Во дворе было тихо, тихо было и у соседей, у старого Ничипора: лишь чирикали там, над окном, молоденькие воробьи, — все окрест было таким привычным, устоявшимся, обыденным, что не хотелось всего этого видеть.
Он пошел в конец двора, к погребу, по старинке крытому соломой, Тут было прохладно, пахло картошкой, пахло сырой землей. Картошка проросла в погребе — из-под нижних бревен пробились к свету бледно-розовые ломкие ростки. Максим открыл дверь в погреб, пригнувшись, ступил в прохладную полутьму, постоял, привыкая к мраку, затем нашарил возле стены холодный тяжелый ковш, сделанный из снарядной гильзы, принялся мешать им в бочке с березовым квасом. Глаза привыкли к темноте, стали видны закопченные стены, железная тренога для углей, — зимой он обогревал погреб, чтоб не померзла бульба.
Максим пил кисловатый, резкий березовый квас и думал, что надо сказать Насте, чтобы взяла несколько ведер себе — куда ему одному столько кваса; зачерпнул еще и понес в хату.
Он медленно поднялся на крыльцо, постоял у двери, смутно сознавая, что гнетущая его тоска вызвана боязнью пустой хаты, что эта боязнь и есть его тоска, и он уже знал, что в хате ему станет еще горше, что опять нахлынут воспоминания о жене. Что ж, пускай нахлынут. И он рывком отворил дверь, так, что задрожали стены; в лицо пахнуло застарелым теплым духом жилья, а на окнах, потревоженные стуком двери, забились и зажужжали мухи.

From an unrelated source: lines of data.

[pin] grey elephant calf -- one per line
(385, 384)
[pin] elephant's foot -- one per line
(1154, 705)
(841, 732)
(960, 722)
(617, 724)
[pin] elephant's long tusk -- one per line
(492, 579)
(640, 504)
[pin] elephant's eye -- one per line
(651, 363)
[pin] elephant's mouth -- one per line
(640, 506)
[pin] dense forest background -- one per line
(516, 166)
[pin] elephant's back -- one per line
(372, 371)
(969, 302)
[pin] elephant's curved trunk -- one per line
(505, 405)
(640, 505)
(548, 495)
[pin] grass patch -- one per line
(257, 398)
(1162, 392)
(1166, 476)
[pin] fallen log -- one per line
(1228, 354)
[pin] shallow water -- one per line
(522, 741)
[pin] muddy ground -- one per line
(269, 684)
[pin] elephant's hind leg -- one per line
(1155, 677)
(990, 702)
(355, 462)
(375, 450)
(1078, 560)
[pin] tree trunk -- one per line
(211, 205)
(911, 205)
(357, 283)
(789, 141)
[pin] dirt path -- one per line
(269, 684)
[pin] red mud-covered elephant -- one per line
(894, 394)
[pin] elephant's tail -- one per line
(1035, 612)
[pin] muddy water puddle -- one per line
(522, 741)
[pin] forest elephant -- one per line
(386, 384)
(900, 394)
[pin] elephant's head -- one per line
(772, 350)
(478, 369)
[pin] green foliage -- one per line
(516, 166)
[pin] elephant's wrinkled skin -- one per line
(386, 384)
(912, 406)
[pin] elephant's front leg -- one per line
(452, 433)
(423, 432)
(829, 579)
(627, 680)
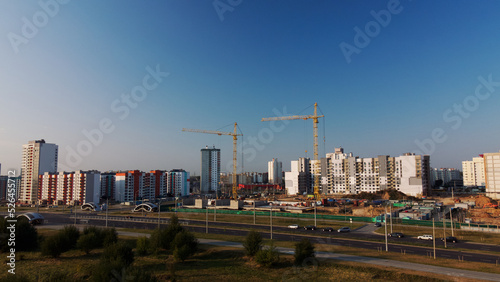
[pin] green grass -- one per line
(209, 264)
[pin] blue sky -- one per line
(241, 64)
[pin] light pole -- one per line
(315, 215)
(390, 209)
(254, 212)
(271, 215)
(159, 211)
(451, 219)
(385, 224)
(107, 207)
(74, 204)
(434, 238)
(444, 232)
(206, 206)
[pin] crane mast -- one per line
(235, 141)
(315, 118)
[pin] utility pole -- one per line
(385, 224)
(271, 214)
(315, 224)
(390, 208)
(444, 232)
(74, 204)
(254, 212)
(434, 238)
(159, 211)
(107, 207)
(451, 219)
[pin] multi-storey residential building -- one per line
(473, 172)
(178, 182)
(210, 170)
(298, 180)
(447, 175)
(65, 188)
(108, 180)
(275, 171)
(492, 169)
(38, 157)
(342, 173)
(128, 185)
(3, 186)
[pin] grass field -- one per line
(209, 264)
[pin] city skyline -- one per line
(390, 77)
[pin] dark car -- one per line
(396, 234)
(344, 229)
(450, 239)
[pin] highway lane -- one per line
(340, 239)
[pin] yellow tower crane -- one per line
(235, 138)
(315, 118)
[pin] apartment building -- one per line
(473, 172)
(492, 174)
(38, 157)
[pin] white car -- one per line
(424, 237)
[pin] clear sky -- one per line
(389, 77)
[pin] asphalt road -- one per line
(355, 238)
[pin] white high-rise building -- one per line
(298, 180)
(38, 157)
(492, 169)
(210, 170)
(275, 171)
(473, 172)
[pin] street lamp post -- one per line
(271, 215)
(385, 224)
(254, 212)
(315, 224)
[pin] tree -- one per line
(184, 245)
(268, 257)
(253, 243)
(26, 236)
(142, 246)
(88, 242)
(162, 238)
(53, 246)
(71, 234)
(119, 252)
(303, 250)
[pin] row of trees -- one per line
(270, 256)
(173, 239)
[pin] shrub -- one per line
(142, 246)
(88, 242)
(120, 253)
(184, 245)
(303, 249)
(26, 236)
(253, 243)
(109, 236)
(268, 257)
(71, 233)
(162, 238)
(53, 246)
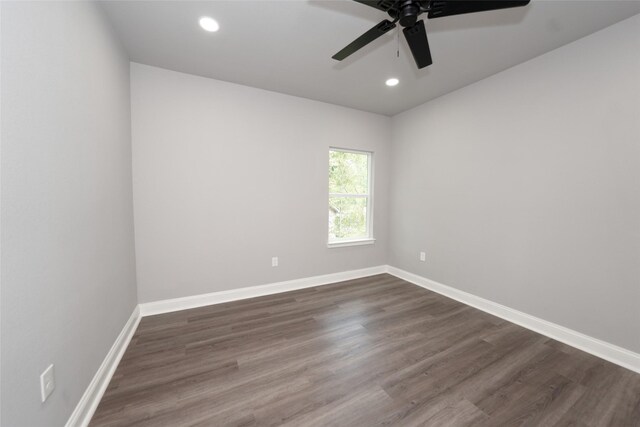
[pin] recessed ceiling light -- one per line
(209, 24)
(392, 82)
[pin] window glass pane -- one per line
(348, 172)
(347, 217)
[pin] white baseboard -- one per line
(614, 354)
(91, 398)
(184, 303)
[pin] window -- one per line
(350, 200)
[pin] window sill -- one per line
(358, 242)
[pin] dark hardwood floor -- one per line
(368, 352)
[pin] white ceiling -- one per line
(286, 46)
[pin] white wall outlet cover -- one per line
(47, 383)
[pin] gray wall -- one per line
(524, 188)
(227, 176)
(68, 266)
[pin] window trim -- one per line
(355, 241)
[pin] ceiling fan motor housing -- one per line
(409, 11)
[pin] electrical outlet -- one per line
(47, 383)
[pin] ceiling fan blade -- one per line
(383, 5)
(365, 39)
(417, 38)
(440, 8)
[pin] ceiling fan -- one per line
(406, 12)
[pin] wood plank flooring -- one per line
(368, 352)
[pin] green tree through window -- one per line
(349, 195)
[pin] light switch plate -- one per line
(47, 383)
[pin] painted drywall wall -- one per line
(68, 266)
(226, 177)
(524, 188)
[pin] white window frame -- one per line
(349, 241)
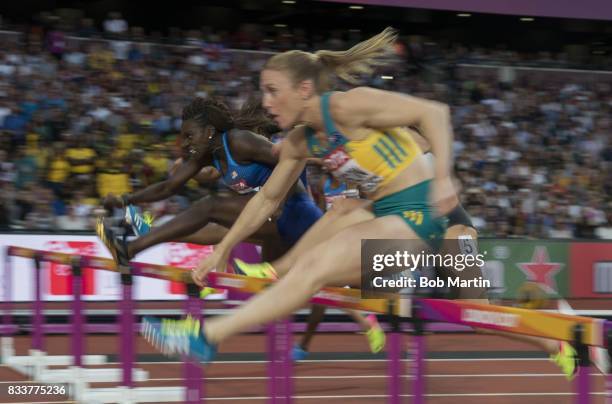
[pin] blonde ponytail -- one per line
(361, 58)
(323, 65)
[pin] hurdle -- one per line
(581, 331)
(279, 344)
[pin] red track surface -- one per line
(448, 381)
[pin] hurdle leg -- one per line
(584, 362)
(127, 330)
(37, 342)
(394, 360)
(194, 390)
(272, 362)
(6, 348)
(77, 313)
(609, 375)
(7, 318)
(280, 366)
(418, 357)
(286, 362)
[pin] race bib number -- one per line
(343, 167)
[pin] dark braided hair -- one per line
(210, 111)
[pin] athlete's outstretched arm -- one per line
(251, 147)
(261, 206)
(161, 190)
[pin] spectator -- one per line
(115, 26)
(72, 221)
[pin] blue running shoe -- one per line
(298, 354)
(178, 337)
(141, 224)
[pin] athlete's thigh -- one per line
(337, 261)
(212, 233)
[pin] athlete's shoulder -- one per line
(294, 144)
(249, 146)
(346, 107)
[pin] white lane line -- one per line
(441, 376)
(338, 360)
(556, 394)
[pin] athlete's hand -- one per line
(112, 201)
(443, 195)
(176, 165)
(217, 260)
(276, 148)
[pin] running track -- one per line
(468, 368)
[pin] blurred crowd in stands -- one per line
(92, 111)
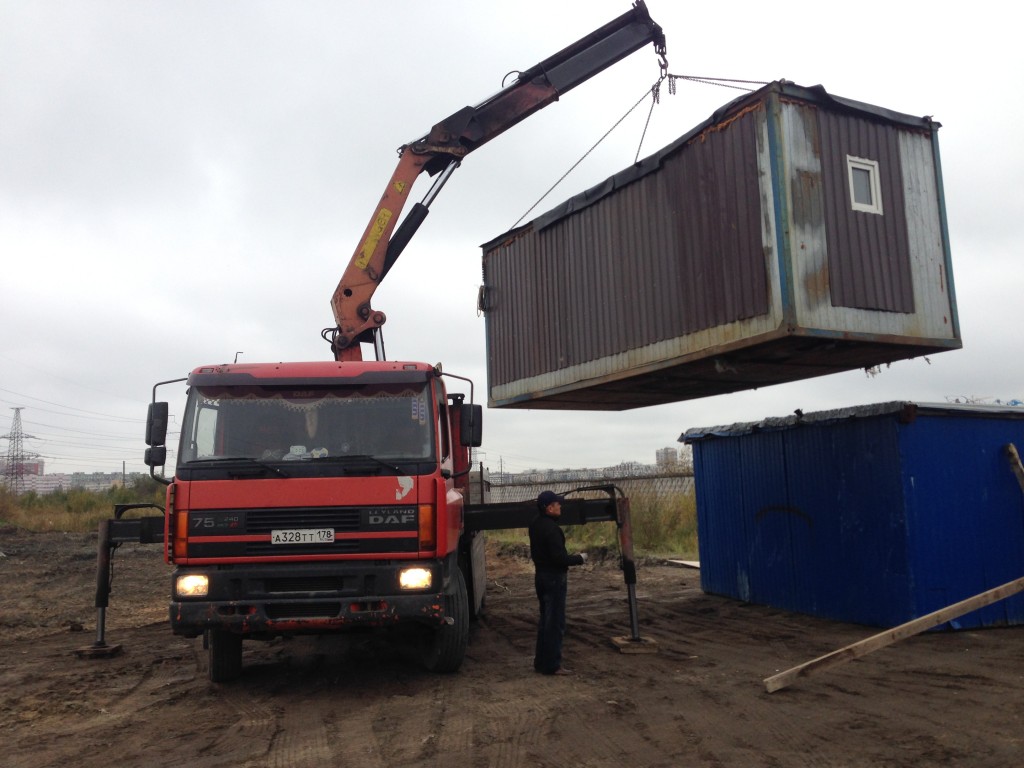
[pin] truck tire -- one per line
(448, 646)
(224, 652)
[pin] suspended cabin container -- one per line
(875, 514)
(793, 235)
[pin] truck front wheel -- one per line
(448, 646)
(224, 655)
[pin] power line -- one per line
(13, 472)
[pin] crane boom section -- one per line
(449, 141)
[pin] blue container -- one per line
(875, 514)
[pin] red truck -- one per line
(331, 496)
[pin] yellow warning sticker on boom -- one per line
(370, 245)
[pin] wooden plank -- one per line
(1015, 463)
(903, 631)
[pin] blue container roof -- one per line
(905, 411)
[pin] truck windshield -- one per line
(291, 424)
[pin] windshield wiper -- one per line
(345, 458)
(246, 459)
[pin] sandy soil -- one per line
(942, 698)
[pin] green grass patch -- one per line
(75, 510)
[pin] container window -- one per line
(865, 192)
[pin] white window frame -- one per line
(871, 167)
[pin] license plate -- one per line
(302, 536)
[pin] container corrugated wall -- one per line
(873, 515)
(726, 261)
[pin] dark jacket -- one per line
(547, 546)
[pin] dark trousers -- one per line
(551, 589)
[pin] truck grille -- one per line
(246, 532)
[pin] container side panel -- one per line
(966, 512)
(845, 480)
(724, 531)
(868, 255)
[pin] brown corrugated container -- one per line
(793, 235)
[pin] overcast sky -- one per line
(183, 181)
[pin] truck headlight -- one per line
(415, 579)
(192, 585)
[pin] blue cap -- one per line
(548, 497)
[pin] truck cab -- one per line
(321, 497)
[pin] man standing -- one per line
(551, 561)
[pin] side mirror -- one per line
(156, 457)
(156, 424)
(471, 425)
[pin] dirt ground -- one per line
(941, 698)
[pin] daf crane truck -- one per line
(331, 496)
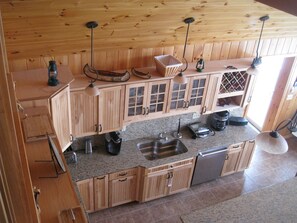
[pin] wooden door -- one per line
(177, 97)
(232, 159)
(197, 93)
(84, 114)
(212, 92)
(17, 200)
(85, 188)
(247, 155)
(100, 193)
(122, 190)
(111, 106)
(157, 98)
(155, 185)
(181, 178)
(135, 101)
(61, 116)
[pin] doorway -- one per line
(267, 86)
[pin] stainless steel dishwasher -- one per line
(209, 165)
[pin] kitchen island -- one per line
(100, 162)
(272, 204)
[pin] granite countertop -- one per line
(100, 162)
(272, 204)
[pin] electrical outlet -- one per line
(195, 115)
(124, 128)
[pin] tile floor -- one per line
(265, 170)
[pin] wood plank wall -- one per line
(143, 57)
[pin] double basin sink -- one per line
(158, 149)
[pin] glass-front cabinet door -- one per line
(135, 106)
(188, 97)
(177, 97)
(157, 98)
(145, 100)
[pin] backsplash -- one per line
(149, 128)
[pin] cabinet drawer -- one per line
(124, 173)
(169, 166)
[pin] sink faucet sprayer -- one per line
(177, 134)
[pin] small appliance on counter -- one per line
(200, 131)
(237, 121)
(113, 143)
(219, 120)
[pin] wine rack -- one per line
(233, 82)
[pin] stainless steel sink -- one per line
(159, 149)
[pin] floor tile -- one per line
(265, 170)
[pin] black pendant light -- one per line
(91, 89)
(180, 78)
(258, 59)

Невеселым было его возвращение.
Он прошел к столу, стараясь не наступать на хлебные крошки, — сестра накрошила цыплятам, — бросил на сундук шапку, поставил на стол ковш с квасом. Постоял, вернулся в сени, взял из торбы горбушку хлеба; о том хлебе, что испекла Настя, он забыл.
Он сидел за столом и нехотя пил квас, заедая его хлебом и вялой тепловатой луковицей, которую нашел на подоконнике. Ему казалось, что он ни о чем не думает, но ощущение боли и жалости к себе все время жило в нем.
Перекусив, он незаметно задремал за столом. Что ж, это стало привычкой, и вот он задремал, но все слышал: и как кто-то с кем-то разговаривал на улице, и как попискивали под наседкой цыплята, и как где-то прогромыхала телега. Но сон все же одолел эту дремоту…
Снилась ему жена: стояла над ним и будила, и такая нежность к ней переполняла его, что он нарочно не подавал голоса, думал, что это ему всегда только казалось, будто жена умерла, а вот сейчас он, если захочет, откроет глаза и коснется ее…
Громко запищали цыплята, закудахтала курица, и он проснулся. Окна заливал багровый свет, шумел возле хаты ильм, и раньше, чем он о чем-нибудь подумал, сердце опять сжала тоска. О этот багровый, холодный закат! Ничего не менялось, всегда был все тот же предвечерний час, как и пять лет назад, когда умирала жена, и он зачем-то выбежал тогда из хаты во двор. Багровое садилось тогда солнце, холодный ветер мел песок по улице, и на нем лежала эта багровость, такая холодная…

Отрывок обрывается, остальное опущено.